CrypticRock.com – The possibilities are endless and it is very exciting to explore them. My last question for you is pertaining to movies. CrypticRock.com covers music and Horror films. If you are a fan of Horror films, what are some of your favorites?
Steve Hackett – Funny enough I am. I love The Omen (1976). I love the score for Psycho (1960). It seems to be the most iconic of all of the Hitchcock soundtracks and of course, as you know, it influenced George Martin and influenced The Beatles. That percussive use of strings that I suspect everyone probably borrowed from Stravinsky from way back is there, but it is used uncharacteristically.
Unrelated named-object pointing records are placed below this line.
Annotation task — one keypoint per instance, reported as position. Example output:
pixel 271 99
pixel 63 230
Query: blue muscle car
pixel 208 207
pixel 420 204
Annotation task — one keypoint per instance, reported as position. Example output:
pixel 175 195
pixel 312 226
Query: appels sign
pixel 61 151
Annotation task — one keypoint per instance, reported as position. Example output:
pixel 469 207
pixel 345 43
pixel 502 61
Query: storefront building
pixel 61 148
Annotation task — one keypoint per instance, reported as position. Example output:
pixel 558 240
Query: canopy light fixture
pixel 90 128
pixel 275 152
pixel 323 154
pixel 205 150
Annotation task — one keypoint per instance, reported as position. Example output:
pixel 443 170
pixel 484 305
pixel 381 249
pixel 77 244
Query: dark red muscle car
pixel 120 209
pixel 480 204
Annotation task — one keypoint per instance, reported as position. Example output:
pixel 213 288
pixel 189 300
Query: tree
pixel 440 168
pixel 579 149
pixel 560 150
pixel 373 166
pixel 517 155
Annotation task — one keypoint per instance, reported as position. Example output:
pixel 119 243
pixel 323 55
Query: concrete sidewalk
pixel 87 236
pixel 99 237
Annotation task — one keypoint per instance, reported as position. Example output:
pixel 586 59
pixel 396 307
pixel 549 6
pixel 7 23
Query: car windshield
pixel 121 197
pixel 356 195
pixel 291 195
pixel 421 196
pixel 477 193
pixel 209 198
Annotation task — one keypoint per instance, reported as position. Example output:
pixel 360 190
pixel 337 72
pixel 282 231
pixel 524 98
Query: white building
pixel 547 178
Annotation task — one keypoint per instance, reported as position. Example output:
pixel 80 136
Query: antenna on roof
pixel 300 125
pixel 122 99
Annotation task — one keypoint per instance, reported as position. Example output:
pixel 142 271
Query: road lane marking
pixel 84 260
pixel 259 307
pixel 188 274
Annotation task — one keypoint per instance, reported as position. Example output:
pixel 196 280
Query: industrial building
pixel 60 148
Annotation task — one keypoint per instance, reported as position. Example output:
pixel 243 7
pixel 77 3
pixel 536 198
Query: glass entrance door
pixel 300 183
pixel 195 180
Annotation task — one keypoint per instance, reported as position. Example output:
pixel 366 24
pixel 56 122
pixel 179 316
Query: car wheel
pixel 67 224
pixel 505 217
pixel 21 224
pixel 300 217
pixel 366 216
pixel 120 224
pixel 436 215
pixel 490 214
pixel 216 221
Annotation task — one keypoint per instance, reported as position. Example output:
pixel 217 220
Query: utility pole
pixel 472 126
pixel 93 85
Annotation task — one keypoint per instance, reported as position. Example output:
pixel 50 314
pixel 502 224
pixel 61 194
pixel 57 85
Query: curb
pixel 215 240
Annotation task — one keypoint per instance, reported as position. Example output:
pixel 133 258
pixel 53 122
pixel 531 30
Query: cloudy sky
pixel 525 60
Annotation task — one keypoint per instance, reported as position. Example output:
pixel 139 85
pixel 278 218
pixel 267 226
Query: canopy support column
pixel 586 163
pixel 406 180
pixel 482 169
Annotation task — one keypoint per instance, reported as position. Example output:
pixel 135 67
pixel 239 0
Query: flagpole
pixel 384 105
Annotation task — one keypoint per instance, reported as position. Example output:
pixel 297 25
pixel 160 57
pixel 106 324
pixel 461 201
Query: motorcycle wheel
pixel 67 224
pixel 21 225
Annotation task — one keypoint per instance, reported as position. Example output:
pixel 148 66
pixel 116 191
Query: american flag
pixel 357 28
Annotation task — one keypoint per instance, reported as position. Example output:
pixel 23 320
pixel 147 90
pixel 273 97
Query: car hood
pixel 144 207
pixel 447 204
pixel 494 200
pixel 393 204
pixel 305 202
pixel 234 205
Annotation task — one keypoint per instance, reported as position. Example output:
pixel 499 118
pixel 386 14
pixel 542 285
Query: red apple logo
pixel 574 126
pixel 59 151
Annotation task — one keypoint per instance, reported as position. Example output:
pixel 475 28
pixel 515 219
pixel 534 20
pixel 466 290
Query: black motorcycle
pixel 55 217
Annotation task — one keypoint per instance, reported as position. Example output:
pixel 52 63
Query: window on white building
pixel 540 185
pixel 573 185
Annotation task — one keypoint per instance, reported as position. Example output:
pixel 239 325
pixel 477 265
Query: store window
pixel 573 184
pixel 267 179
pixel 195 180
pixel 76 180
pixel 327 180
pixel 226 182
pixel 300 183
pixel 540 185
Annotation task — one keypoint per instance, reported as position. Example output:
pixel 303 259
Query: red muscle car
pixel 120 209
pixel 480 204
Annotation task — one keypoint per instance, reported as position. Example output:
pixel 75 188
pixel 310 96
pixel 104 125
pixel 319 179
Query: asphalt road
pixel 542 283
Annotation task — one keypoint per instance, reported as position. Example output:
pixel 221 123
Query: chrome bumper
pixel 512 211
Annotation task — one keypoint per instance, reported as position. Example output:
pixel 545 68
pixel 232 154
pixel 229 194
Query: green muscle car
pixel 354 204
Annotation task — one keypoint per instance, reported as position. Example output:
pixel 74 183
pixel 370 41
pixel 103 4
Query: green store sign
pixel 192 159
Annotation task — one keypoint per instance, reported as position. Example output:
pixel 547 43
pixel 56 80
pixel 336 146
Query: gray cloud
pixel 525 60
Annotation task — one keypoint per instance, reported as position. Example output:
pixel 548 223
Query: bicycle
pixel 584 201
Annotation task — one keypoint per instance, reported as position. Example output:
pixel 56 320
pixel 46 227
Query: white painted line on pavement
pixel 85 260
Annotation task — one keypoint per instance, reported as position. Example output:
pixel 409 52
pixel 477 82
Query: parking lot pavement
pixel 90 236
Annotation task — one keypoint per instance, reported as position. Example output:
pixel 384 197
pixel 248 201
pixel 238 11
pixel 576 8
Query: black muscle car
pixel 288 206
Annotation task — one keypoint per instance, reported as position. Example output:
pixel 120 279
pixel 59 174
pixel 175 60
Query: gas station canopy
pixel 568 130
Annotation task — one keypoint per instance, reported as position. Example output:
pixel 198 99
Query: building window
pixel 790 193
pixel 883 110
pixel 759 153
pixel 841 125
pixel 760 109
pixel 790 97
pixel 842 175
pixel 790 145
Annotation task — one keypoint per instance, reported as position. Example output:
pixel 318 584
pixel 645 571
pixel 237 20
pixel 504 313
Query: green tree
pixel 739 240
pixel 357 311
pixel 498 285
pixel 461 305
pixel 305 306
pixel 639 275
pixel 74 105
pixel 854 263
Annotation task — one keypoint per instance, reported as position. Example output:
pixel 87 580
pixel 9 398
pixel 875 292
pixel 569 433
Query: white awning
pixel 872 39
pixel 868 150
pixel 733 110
Horror films often has very interesting orchestral scores, but I love films in general that have orchestral scores because then you get a sense of infinite depth. In the book I was reading about Hitchcock, he regarded music as the unspoken dialogue in a movie and the unspoken was very important to him. I often think films that have existed on an epic scale such as Ben-Hur (1959) and Gladiator (2000) even, those great Roman epics, have very large orchestral scores which seem to expand the frames. So even when you are watching it on TV at home or on the huge screen at the cinema, they still sound or look massive. That is because you’ve got that thing that the orchestra gives the film, a kind of infinite depth and imaginary sound fields filling in all the spaces. I particularly enjoyed Miklós Rózsa’s score to Ben-Hur. I still think it’s probably the best soundtrack of all time; it’s massive. I think the film would’ve been, although I think it’s a great movie, it would’ve been extremely wooden without that. I mean, it’s the glue that binds the whole thing together. It is a very emotional and militaristic score. It seems to combine the message that the various writers and directors were trying to convey with it
CrypticRock.com – Absolutely. A lot of films are like that, particularly in the Horror genre, such as Psycho and even The Exorcist (1973). These films are driven by the soundtracks.
Steve Hackett – I think many a time, a director could do worse than just let the music run. In the case of Hitchcock, during Vertigo (1958), there were many times where there was no dialogue, but it is not a silent film because you have the music. You have the music providing the tension and dictating the pace at times.